1 of 39

Announcements

Project 3 autograder has been updated to do randomized testing.

In general, it is not reasonable to hardcode answers to projects in any class, ever (e.g. a program which consists of if statements).

More people are failing the 3x test than we expected, will investigate.

Possible culprit: You might be tested against a solution that uses Euclidean rather than Great Circle distance, which is slower.

Extra deadline for part 1 is today.

2 of 39

CS61B

Lecture 34: Sorting III

Quicksort Flavors vs. Mergesort
Selection (Quick Select)
Stability, Adaptiveness, and Optimization
Shuffling

3 of 39

Sorting Summary (so far)

Listed by mechanism:

Selection sort: Find the smallest item and put it at the front.
Insertion sort: Figure out where to insert the current item.
Merge sort: Merge two sorted halves into one sorted whole.
Partition (quick) sort: Partition items around a pivot.

Listed by memory and runtime:

	Memory	Time	Notes
Heapsort	Θ(1)	Θ(N log N)	Bad caching (61C)
Insertion	Θ(1)	Θ(N²)	Θ(N) if almost sorted
Mergesort	Θ(N)	Θ(N log N)
Random Quicksort	Θ(log N) expected	Θ(N log N) expected	Fastest sort

4 of 39

Quicksort Flavors

We said Quicksort is the fastest, but this is only true if we make the right decisions about:

Pivot selection.
Partition algorithm.
How we deal with avoiding the worst case (can be covered by the above choices).

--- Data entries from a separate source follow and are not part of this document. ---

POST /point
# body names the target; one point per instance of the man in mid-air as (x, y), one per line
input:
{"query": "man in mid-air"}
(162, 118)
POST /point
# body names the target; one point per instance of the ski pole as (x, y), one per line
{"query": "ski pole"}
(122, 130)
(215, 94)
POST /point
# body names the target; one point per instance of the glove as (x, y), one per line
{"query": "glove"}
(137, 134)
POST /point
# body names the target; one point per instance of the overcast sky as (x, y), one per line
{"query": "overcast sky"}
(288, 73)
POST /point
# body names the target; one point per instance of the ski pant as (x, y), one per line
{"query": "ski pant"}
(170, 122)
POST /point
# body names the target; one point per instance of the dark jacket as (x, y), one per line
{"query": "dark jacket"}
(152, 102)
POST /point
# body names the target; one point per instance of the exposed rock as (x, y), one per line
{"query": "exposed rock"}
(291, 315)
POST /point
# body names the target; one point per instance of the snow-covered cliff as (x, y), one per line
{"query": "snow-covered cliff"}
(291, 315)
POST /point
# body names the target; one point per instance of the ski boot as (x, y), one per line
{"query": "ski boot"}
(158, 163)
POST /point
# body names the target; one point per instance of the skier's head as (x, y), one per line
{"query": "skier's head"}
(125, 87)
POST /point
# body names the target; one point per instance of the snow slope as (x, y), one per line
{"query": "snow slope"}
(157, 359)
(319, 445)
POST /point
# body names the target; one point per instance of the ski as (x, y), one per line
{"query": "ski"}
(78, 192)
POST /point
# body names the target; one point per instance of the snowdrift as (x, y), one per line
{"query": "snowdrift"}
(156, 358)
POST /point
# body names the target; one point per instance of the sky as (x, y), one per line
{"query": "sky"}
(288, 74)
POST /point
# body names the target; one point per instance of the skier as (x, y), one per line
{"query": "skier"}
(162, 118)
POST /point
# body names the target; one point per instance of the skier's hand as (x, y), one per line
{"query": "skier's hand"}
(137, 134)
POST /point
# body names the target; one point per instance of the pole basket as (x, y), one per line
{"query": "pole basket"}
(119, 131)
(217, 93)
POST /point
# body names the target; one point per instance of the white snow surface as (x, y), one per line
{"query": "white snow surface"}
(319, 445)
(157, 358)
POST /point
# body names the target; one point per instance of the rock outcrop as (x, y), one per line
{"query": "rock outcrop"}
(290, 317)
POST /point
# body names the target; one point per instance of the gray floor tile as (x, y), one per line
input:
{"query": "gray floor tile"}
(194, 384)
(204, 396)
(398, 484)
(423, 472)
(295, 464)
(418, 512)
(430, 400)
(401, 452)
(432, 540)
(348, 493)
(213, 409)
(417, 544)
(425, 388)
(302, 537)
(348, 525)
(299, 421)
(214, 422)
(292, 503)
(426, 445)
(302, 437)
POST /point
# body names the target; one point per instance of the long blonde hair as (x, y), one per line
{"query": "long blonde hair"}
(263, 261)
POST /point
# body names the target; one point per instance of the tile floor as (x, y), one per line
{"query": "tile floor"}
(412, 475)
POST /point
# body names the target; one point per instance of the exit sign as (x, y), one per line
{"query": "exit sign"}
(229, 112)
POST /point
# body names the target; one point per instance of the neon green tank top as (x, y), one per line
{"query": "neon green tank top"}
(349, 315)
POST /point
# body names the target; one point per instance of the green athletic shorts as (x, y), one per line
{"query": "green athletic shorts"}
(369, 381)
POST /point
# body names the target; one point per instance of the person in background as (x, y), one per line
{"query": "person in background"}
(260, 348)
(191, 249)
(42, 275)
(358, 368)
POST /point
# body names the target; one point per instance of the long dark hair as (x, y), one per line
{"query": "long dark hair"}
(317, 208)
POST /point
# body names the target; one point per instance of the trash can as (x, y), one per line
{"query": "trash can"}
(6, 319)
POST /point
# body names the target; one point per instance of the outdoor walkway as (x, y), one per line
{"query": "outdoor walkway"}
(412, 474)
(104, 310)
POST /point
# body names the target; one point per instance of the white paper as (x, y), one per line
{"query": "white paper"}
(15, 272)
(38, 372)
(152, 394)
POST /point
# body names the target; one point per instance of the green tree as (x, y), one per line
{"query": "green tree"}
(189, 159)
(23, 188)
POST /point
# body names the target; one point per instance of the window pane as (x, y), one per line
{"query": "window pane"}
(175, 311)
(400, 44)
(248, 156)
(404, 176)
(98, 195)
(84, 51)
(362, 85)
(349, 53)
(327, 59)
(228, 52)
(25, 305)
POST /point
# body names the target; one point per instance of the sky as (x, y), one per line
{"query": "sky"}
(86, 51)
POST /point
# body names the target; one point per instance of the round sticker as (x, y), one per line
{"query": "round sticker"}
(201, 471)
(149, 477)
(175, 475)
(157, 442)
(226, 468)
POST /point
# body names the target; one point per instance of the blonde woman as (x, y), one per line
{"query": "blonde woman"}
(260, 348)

Let’s speed test Mergesort vs. Quicksort from last time, which had:

Pivot selection: Always use leftmost.
Partition algorithm: Make an array copy then do three scans for red, white, and blue items (white scan trivially finishes in one compare).
Shuffle before starting (to avoid worst case).

We’ll call this QuicksortL3S

5 of 39

Quicksort vs. Mergesort

Quicksort didn’t do so well!

	Pivot Selection Strategy	Partition Algorithm	Worst Case Avoidance Strategy	Time to sort 1000 arrays of 10000 ints
Mergesort	N/A	N/A	N/A	2.1 seconds
Quicksort L3S	Leftmost	3-scan	Shuffle	4.4 seconds

Note: These are unoptimized versions of mergesort and quicksort, i.e. no switching to insertion sort for small arrays.

6 of 39

Tony Hoare’s In-place Partitioning Scheme

Tony originally proposed a scheme where two pointers walk towards each other.

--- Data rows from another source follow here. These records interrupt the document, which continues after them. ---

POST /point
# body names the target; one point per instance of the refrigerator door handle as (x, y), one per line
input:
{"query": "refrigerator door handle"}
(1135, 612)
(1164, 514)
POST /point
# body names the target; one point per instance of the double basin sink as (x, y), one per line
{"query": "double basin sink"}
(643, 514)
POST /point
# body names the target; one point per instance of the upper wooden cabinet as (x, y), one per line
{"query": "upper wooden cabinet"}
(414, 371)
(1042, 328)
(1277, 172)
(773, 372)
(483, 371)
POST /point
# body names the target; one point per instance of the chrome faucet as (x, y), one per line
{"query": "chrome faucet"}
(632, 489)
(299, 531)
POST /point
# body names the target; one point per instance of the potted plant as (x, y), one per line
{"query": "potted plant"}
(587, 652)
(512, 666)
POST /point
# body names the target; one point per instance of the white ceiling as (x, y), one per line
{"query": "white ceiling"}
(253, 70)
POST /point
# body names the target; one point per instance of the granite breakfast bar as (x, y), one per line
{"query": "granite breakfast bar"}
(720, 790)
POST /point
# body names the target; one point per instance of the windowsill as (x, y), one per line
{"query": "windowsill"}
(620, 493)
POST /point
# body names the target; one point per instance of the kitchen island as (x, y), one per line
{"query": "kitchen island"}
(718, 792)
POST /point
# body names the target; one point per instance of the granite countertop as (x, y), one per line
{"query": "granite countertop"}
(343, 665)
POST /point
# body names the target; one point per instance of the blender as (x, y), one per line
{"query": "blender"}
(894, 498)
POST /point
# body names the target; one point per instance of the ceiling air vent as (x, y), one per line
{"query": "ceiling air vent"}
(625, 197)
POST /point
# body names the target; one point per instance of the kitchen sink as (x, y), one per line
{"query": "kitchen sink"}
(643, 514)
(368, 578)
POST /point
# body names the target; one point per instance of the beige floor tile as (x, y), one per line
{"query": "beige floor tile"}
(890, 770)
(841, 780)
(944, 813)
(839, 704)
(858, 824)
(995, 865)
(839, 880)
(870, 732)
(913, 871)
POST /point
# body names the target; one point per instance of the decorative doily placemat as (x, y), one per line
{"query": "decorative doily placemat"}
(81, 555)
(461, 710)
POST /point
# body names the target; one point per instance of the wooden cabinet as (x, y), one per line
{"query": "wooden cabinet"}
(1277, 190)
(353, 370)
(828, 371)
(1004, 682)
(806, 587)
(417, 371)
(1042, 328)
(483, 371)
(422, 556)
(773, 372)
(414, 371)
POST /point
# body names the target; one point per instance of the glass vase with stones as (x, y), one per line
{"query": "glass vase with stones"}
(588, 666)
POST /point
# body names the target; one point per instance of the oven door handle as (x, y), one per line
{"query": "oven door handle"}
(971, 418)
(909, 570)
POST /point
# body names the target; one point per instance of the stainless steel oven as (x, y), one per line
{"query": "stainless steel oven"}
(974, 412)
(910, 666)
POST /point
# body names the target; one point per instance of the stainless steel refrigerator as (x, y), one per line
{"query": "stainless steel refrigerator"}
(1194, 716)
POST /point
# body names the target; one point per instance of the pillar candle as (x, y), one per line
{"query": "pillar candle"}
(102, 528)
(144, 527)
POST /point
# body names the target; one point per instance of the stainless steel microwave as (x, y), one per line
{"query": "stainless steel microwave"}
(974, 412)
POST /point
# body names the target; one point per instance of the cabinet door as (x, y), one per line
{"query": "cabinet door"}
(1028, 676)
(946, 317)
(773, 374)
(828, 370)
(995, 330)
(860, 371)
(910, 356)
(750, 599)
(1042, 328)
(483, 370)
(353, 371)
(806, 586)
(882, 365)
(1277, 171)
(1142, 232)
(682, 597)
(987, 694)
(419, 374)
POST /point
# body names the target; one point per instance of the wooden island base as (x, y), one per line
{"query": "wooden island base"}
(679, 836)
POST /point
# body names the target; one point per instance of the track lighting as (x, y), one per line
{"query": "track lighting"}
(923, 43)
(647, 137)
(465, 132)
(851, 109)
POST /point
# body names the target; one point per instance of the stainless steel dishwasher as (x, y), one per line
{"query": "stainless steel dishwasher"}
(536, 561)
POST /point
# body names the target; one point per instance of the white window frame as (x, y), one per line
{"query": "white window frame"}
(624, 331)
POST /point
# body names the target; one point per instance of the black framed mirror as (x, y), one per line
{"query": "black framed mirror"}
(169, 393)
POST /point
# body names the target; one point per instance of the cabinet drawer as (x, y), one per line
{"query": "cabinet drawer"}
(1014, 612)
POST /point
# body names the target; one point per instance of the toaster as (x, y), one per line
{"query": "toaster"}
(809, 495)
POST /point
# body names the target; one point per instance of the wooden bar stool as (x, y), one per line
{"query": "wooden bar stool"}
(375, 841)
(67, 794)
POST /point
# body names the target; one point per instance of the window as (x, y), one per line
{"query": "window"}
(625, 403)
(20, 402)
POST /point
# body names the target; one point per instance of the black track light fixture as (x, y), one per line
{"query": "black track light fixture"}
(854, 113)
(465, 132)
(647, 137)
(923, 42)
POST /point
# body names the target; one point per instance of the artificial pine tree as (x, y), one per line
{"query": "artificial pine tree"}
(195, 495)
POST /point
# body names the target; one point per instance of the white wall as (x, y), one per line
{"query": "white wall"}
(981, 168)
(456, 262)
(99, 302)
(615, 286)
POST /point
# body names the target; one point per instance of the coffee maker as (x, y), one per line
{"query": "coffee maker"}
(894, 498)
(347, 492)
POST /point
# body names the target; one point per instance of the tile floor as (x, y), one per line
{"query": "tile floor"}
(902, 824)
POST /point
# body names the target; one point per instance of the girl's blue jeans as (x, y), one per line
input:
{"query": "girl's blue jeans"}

Left pointer loves small items.
Right pointer loves large items.
Big idea: Walk towards each other, swapping anything they don’t like.

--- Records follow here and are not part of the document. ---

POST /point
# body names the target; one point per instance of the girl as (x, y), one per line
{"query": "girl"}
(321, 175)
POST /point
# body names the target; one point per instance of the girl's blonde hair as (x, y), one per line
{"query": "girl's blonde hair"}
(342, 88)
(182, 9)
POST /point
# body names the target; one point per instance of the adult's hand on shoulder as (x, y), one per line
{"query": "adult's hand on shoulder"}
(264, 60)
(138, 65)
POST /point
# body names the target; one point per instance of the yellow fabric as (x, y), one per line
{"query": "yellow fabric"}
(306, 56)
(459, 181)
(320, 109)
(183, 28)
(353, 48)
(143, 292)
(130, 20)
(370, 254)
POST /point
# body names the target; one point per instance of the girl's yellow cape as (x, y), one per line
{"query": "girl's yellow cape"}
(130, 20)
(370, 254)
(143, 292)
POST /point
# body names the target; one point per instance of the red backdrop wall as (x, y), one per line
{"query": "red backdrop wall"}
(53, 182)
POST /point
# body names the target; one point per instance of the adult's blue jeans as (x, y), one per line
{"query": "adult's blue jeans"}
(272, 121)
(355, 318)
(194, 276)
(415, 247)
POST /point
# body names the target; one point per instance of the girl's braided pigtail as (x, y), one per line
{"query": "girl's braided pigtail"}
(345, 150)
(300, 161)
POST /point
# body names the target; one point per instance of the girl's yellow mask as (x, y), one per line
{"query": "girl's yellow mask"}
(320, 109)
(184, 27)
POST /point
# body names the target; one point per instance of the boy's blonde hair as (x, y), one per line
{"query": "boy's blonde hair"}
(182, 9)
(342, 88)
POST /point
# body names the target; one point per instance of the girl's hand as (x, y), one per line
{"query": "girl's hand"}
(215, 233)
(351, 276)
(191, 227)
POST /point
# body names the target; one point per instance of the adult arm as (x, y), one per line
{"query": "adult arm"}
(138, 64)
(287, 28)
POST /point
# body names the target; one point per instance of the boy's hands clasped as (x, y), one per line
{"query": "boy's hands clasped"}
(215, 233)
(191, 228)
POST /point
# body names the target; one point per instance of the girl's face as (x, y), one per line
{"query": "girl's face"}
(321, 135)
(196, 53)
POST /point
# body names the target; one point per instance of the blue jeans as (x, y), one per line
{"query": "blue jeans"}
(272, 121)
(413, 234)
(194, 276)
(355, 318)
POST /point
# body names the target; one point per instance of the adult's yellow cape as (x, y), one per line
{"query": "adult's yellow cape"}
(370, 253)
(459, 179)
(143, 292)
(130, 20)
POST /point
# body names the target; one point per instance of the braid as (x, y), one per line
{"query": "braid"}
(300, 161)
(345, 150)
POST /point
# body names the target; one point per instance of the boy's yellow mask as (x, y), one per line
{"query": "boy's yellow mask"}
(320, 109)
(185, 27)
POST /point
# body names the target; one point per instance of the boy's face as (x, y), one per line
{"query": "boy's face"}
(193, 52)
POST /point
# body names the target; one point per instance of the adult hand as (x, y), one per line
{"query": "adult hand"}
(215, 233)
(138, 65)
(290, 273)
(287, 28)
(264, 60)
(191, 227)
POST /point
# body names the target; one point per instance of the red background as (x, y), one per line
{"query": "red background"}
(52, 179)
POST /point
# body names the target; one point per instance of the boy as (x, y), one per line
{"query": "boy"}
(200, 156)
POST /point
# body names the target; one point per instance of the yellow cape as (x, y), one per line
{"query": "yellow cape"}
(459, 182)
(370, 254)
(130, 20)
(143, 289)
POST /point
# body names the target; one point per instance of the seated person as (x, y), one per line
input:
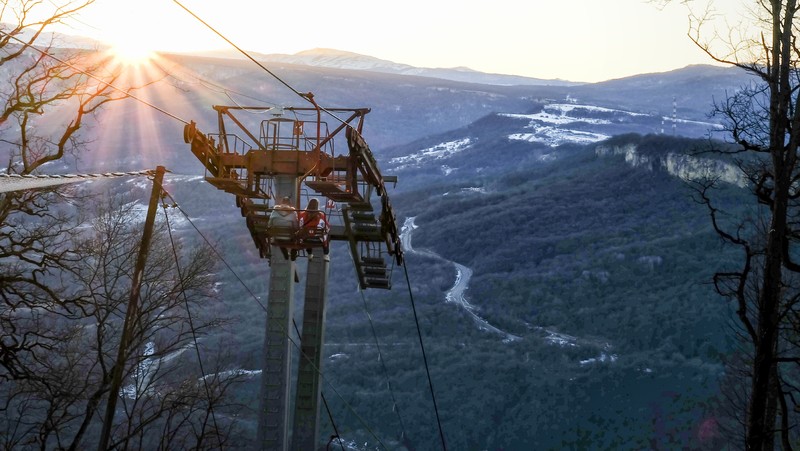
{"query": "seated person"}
(314, 226)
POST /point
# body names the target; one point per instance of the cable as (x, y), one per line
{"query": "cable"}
(328, 409)
(395, 408)
(309, 97)
(424, 357)
(322, 395)
(94, 77)
(304, 96)
(191, 325)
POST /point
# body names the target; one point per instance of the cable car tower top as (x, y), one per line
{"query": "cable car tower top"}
(250, 165)
(287, 152)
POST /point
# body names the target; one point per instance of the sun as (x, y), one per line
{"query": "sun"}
(132, 53)
(131, 42)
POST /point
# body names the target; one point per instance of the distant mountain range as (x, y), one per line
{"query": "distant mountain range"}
(339, 59)
(565, 201)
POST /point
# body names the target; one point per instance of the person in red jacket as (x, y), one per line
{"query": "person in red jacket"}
(314, 227)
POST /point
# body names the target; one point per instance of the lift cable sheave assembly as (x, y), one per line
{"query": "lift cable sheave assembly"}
(246, 165)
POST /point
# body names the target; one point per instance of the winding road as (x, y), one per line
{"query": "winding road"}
(456, 293)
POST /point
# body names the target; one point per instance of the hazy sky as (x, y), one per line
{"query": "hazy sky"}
(579, 40)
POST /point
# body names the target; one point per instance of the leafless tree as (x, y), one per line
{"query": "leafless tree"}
(763, 121)
(50, 93)
(166, 402)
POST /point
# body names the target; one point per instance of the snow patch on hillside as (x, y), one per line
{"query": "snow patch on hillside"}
(554, 137)
(438, 152)
(548, 125)
(685, 167)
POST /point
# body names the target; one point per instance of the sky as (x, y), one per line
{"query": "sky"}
(577, 40)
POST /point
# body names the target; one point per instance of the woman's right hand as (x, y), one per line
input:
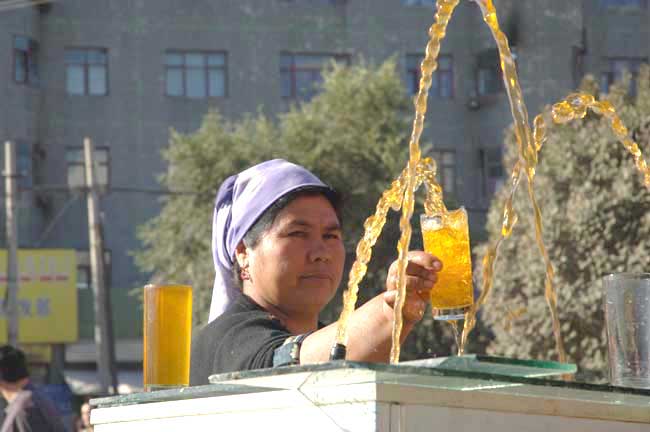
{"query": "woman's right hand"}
(421, 275)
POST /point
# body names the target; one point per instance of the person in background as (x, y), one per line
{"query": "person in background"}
(278, 253)
(27, 409)
(83, 424)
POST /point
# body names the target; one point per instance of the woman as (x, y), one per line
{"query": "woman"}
(279, 256)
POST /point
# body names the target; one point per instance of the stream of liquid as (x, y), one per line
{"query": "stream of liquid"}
(419, 170)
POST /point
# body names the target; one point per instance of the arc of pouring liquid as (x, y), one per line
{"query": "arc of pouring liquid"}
(401, 194)
(423, 170)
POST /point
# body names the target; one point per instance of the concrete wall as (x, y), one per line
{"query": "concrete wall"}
(133, 119)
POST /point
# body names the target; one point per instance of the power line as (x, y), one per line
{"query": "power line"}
(125, 189)
(8, 5)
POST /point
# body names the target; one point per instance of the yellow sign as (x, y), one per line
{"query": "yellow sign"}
(47, 296)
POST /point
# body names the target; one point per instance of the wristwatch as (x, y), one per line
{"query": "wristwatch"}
(289, 352)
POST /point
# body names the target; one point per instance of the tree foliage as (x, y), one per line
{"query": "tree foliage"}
(596, 220)
(351, 134)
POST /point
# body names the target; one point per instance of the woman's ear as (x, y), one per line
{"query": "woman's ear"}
(241, 255)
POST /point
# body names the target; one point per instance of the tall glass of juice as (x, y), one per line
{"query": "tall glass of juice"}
(446, 236)
(167, 336)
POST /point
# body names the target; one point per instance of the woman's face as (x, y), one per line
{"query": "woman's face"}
(298, 262)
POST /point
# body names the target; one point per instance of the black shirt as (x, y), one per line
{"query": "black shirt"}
(244, 337)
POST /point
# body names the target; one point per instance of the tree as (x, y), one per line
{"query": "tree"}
(596, 218)
(351, 134)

End result is that things on left are “small” and things on the right are “large”.

Full details here: Demo

Using this partitioning scheme yields a very fast Quicksort.

Though faster schemes have been found since.
Overall runtime still depends crucially on pivot selection strategy!

7 of 39

Quicksort vs. Mergesort

Using Tony Hoare’s two pointer scheme, Quicksort is better than mergesort!

More recent pivot/partitioning schemes do somewhat better.

Best known Quicksort uses a two-pivot scheme.
Interesting note, this version of Quicksort was introduced to the world by a previously unknown guy, in a Java developers forum (Link).

	Pivot Selection Strategy	Partition Algorithm	Worst Case Avoidance Strategy	Time to sort 1000 arrays of 10000 ints
Mergesort	N/A	N/A	N/A	2.1 seconds
Quicksort L3S	Leftmost	3-scan	Shuffle	4.4 seconds
Quicksort LTHS	Leftmost	Tony Hoare	Shuffle	1.7 seconds

Note: These are unoptimized versions of mergesort and quicksort, i.e. no switching to insertion sort for small arrays.

8 of 39

What If We Don’t Want Randomness?

Our approach so far: Use randomness to avoid worst case behavior, but some people don’t like having randomness in their sorting routine.

Another approach: Use the median (or an approximation) as our pivot.

Four philosophies:

1. Randomness: Pick a random pivot or shuffle before sorting.

2. Smarter pivot selection: Calculate or approximate the median.

3. Introspection: Switch to a safer sort if recursion goes to deep.

4. Try to cheat: If the array is already sorted, don’t sort (this doesn’t work).

This is what we’ve been using.

9 of 39

Philosophy 2a: Smarter Pivot Selection (linear time pivot pick)

The best possible pivot is the median.

Splits problem into two problems of size N/2.

Obvious approach: Just calculate the actual median and use that as pivot.

But how?

Goal: Come up with an algorithm for finding the median of an array. Bonus points if your algorithm takes linear time.

10 of 39

Philosophy 2a: Smarter Pivot Selection (linear time pivot pick)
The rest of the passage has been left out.